The famous poet Lord Byron once wrote of his daughter Ada that he hoped “the gods have made her anything save poetical — it is enough to have one such fool in the family.” He got his wish. Instead, Ada Lovelace followed a path many considered impossible for a woman in the early 19th century. Encouraged by her mother, Lady Byron, Lovelace developed a passion for mathematics at a young age. In 1833, a 17-year-old Lovelace met British mathematician Charles Babbage at a party, and he told her about a calculating machine he’d created called the Difference Engine. Fascinated, Lovelace eventually began a regular correspondence with Babbage.
About a decade later, while translating a French text regarding Babbage’s proposed Analytical Engine — often considered the first mechanical computer — Lovelace added a few notes of her own. “Note G” detailed a method through which Babbage’s creation could calculate complex numbers called Bernoulli numbers. This is often considered the world’s first computer program, making Lovelace the first computer programmer. While Babbage was the brains behind the machine, Lovelace was the one who truly grasped its wider importance, foreseeing a future where engines could use the “abstract science of operations” to do things beyond mere computation — like composing complex music, for example. It took the world nearly a century to catch up to her vision.
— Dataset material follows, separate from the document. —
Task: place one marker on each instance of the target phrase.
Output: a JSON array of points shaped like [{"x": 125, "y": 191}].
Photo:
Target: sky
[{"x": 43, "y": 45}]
In the 1940s and ’50s, engineering computers was perceived as a man’s profession, but programming them was considered secretarial. As a result, many women took jobs as programmers — helping Alan Turing crack the Enigma Machine during World War II, writing instructions for the world’s first general-purpose computer called ENIAC, and creating the world’s first compiler (a program that translates programming languages into machine languages). According to government data, in 1960 around 27% of programmers were women. In 2013, that number was 26% and falling. Today, many leading universities are working hard to reverse that trend.